Comme on pouvait s’y attendre (conf. mon post d’hier), l’affaire donne prétexte à certains – la longue séquence dans le journal de France 2 de ce soir de relancer le débat sur l’autorité à l’égard des enfants. Celle des maires bien sûr, mais encore celle de tous les adultes dont les professionnels enseignants et policiers en situation d’autorité à l’égard des enfants (1) et déjà tout simplement celle des parents
En avril dernier une campagne était engagée par la Fondation pour l’enfance pour en terminer avec la pratique de gifle et la fessée à l’encontre des enfants. Malgré sa qualité, au mieux elle avait fait une nouvelle fois sourire, au pire elle était apparue totalement inadaptée quand il faut au contraire nous dit-on asseoir l’autorité des parents sur les enfants. En tous cas elle n’avait pas fait bouger les lignes.
80% des français revendiquent sans, état d’âme d’avoir pratiqué la fessée et 60 % estiment que cela a été une bonne chose. Sans avoir besoin de s’appuyer de grandes recherches scientifiques on peut constater que cette pratique s’estompe à défaut de disparaitre.
La plupart des adeptes des châtiments corpoprels se réfèrent à leur propre expérience d’enfants : « Une gifle n’a jamais fait de mal à personne et j’en ai reçu quand j’étais jeune et je ne suis pas mort ! «. Cela suffit-il à légitimer qu’on poursuive avec ces pratiques d’une autre époque ?
Disons –le tout net : le plus souvent ces parents qui pratiquent la fessée ou la gifle ne sont pas de parents maltraitants. Pour autant ont raison ceux qui affirment que poser l’interdit de la violence physique aux enfants contribuera à délégitimer ces «abus de violence « que sont les actes de maltraitance. Surtout il faut que nous progressions encore collectivement dans cette idée que l’on peut exercer de l’autorité sur un enfant sans recourir de la violence physique à son égard.

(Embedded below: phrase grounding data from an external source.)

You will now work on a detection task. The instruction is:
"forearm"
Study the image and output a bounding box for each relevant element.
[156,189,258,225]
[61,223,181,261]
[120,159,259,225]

J’ai déjà témoigné ici combien des parents issus de l’immigration africaine ou haïtienne sont convaincus de n’avoir plus d’autorité sur leurs enfants en France car ils se voient dénier le droit de les corriger.
Tous les pédagogues et psychologues le disent et l’affirment : la fessée et la gifle sont l’arme d’adultes en situation de faiblesse qui croient que ce passage à l’acte est de nature à souffler la flamme de l’opposition infantile ; en fait, ils se font du bien pour dépasser leur colère ou gérer leur angoisse d’adultes mais ils ne règlent aucun problème. Au mieux, cette séquence violente va ouvrir une nouvelle séquence qui inéluctablement sera celle du dialogue.
Heureusement même les pratiquants de la gifle et de la fessée l’admettent. Chacun est effectivement conscient qu’on ne peut pas revenir au droit de correction paternel de jadis ; comme l’on est conscient de l’inanité de l’interdit d’interdire soixante-huitard ! Un autre équilibre doit s’installer. L’autorité peut et doit s’exercer sans violence.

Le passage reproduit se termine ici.